Hala Kodmani, journaliste franco-syrienne
IV. 40 – La reprise de Palmyre par l’armée syrienne,
commentée par la journaliste, Hala Kodmani,
le 24 mars 2016
(1ère partie / 6)
La journaliste franco-syrienne, Hala Kodmani, proche de l’opposition syrienne, est l’invitée de l’émission « Le Club de la Presse » animée par Nicolas Poincaré, (radio Europe 1), le 24 mars 2016. Il s’agit, ici, d’une transcription de l’émission : beaucoup de mots répétés, notamment des « heu », ont dû être supprimés ; des incursions verbales, faites par divers participant(e)s à l’émission, dans la prise de parole d’un tel ou d’une telle, ont été enlevées… sans quoi le texte eût été fastidieux à lire pour ne pas dire quasiment incompréhensible !
Depuis le 7 mars 2016, l’armée syrienne, avec l’appui des forces iraniennes, libanaises, afghanes et irakiennes, soutenues par l’aviation russe, est occupée à reprendre Palmyre-Tadmor à Daesh : elle y parviendra le 27 mars 2016.

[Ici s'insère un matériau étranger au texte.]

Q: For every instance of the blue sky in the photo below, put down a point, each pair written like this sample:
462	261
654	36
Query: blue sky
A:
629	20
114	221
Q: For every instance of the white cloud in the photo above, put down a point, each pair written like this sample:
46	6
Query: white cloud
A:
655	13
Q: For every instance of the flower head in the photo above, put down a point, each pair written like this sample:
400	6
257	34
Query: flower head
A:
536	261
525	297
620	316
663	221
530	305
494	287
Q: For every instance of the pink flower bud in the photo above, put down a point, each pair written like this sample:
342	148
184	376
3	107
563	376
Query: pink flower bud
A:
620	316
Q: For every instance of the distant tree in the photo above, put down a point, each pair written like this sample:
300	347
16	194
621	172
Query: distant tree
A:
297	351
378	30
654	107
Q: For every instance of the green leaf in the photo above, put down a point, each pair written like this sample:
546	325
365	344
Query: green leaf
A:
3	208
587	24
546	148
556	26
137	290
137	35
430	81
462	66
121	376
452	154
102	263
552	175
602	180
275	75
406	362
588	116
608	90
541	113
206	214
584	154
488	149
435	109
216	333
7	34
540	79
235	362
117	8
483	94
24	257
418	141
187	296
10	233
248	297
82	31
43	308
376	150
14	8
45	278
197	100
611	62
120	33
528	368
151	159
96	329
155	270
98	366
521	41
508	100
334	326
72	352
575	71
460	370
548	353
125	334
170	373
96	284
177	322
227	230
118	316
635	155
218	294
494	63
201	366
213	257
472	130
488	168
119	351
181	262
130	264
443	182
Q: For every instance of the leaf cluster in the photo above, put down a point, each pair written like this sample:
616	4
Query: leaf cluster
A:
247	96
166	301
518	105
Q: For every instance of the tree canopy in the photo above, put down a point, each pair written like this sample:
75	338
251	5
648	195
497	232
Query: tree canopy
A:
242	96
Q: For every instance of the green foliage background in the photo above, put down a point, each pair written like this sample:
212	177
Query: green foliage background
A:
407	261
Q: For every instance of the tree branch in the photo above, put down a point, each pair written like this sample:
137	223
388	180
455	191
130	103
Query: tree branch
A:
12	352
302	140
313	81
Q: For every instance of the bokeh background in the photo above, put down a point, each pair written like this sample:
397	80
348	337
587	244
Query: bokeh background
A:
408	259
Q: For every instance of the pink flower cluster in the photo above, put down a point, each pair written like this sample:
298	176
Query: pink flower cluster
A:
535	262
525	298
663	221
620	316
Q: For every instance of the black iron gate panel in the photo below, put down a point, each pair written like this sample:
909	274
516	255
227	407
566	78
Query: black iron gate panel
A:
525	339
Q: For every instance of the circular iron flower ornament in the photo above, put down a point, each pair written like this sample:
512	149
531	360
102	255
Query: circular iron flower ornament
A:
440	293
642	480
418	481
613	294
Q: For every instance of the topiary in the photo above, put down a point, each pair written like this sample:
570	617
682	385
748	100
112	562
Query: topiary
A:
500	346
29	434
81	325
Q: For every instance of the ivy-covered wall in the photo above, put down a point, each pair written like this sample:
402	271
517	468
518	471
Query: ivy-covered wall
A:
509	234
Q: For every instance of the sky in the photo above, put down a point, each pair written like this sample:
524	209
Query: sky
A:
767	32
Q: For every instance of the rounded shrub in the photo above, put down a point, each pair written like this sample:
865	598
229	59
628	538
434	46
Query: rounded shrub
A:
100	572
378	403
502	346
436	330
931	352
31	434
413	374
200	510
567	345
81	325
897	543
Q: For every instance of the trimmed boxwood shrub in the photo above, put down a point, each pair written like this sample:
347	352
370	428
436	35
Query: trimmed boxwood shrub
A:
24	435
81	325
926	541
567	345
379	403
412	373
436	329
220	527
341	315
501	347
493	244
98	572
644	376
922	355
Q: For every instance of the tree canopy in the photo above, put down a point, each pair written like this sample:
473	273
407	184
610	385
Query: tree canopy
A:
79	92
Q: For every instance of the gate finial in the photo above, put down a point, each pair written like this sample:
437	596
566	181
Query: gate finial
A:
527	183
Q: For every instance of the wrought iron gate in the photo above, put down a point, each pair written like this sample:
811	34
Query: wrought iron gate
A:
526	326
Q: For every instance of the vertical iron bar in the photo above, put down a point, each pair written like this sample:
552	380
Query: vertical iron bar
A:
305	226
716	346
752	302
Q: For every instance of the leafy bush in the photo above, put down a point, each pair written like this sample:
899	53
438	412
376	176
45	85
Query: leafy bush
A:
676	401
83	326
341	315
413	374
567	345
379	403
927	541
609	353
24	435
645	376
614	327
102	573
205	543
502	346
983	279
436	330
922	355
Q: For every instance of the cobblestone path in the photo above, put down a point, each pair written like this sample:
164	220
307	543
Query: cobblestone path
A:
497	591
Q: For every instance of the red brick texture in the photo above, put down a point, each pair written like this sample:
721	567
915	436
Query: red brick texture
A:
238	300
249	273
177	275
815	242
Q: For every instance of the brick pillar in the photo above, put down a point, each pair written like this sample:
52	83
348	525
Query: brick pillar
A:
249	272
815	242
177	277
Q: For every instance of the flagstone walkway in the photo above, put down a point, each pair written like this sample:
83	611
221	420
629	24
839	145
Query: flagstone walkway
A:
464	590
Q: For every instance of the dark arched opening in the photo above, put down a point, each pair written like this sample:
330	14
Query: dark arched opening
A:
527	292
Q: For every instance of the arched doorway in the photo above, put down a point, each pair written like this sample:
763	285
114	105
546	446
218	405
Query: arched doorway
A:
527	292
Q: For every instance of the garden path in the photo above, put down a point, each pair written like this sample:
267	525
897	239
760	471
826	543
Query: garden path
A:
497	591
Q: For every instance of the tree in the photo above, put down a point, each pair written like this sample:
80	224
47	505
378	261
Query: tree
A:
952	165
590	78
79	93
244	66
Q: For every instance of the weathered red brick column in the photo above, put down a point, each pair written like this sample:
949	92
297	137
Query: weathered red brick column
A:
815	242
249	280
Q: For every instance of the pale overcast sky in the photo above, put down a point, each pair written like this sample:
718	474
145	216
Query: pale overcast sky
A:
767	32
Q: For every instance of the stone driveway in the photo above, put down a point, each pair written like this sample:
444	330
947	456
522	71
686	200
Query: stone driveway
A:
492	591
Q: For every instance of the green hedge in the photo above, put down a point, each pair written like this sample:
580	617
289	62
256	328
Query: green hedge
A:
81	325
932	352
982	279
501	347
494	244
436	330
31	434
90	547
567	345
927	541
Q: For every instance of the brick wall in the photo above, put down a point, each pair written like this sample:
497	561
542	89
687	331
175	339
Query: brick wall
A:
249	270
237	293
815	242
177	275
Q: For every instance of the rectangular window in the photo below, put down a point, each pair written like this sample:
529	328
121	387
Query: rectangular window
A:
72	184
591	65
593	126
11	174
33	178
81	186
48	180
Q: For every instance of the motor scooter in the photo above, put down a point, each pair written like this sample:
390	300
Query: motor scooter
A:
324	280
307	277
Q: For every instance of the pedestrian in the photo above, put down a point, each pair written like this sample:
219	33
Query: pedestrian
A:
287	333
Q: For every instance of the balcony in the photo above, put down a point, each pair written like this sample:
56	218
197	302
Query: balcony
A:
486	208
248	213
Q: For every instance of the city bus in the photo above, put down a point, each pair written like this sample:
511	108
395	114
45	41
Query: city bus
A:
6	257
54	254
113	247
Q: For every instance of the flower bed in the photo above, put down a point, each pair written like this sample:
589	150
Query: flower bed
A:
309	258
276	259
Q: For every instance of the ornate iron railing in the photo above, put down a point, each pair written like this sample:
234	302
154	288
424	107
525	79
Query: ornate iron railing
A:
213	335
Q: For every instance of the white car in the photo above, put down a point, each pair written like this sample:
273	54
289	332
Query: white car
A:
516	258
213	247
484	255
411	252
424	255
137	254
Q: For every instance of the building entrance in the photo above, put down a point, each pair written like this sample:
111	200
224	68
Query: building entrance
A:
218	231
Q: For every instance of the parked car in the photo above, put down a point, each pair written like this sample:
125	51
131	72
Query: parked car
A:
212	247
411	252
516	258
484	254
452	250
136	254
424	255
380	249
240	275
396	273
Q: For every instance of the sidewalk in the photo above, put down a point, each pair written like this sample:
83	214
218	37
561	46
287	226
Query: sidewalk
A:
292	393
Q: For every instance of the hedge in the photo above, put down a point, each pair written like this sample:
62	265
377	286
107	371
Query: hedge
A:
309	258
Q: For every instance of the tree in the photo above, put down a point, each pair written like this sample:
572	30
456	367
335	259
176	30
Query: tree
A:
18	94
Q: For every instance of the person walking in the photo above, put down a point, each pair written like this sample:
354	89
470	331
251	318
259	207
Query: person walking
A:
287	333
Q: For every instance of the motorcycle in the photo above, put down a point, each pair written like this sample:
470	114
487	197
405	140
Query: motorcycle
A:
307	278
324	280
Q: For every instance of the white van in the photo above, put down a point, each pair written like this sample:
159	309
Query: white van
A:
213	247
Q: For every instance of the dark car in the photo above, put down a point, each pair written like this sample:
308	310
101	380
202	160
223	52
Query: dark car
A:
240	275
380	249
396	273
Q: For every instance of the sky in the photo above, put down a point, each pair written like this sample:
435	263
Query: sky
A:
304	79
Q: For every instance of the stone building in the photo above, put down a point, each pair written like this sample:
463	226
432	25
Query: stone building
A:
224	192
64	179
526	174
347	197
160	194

Nicolas Poincaré à son invitée : « Vous allez nous aider à comprendre ce qui se passe dans votre pays d’origine, deux jours après les les attentats de Bruxelles. [Note FP : Deux explosions venaient d’avoir lieu, le 22 mars 2016, dans le hall de l’aéroport de Zaventem et dans la station de métro Maelbeeck de Bruxelles (en Belgique), tuant une trentaine de personnes et faisant environ 270 blessé(e)s.] On va parler de l’afflux massif des réfugiés syriens qui semblent être sur le point de faire exploser l’Europe. Vous nous parlerez du rôle de la Russie, des négociations de paix, de cette trêve, faut-il y croire, mais surtout, ce soir, de la situation militaire, parce qu’il semble qu’il se passe des choses sur le terrain : l’armée de Bachar El Assad a repris, aujourd’hui même, à Daesh, la cité antique de Palmyre. C’est quelque chose d’important ? »
D’une façon abusive, des animateurs, des journalistes, des universitaires, des politiques parlent de « l’armée de Bachar El Assad », alors qu’il s’agit de l’armée de la République Arabe Syrienne. Parleraient-ils de “l’armée de Nicolas Sarkozy” ? de “l’armée de François Hollande” ? alors qu’il s’agit de l’armée de la république française, même si le mot « république » n’est pas tout à fait adapté à ce qui ressort de la Constitution de 1958… et à la réalité.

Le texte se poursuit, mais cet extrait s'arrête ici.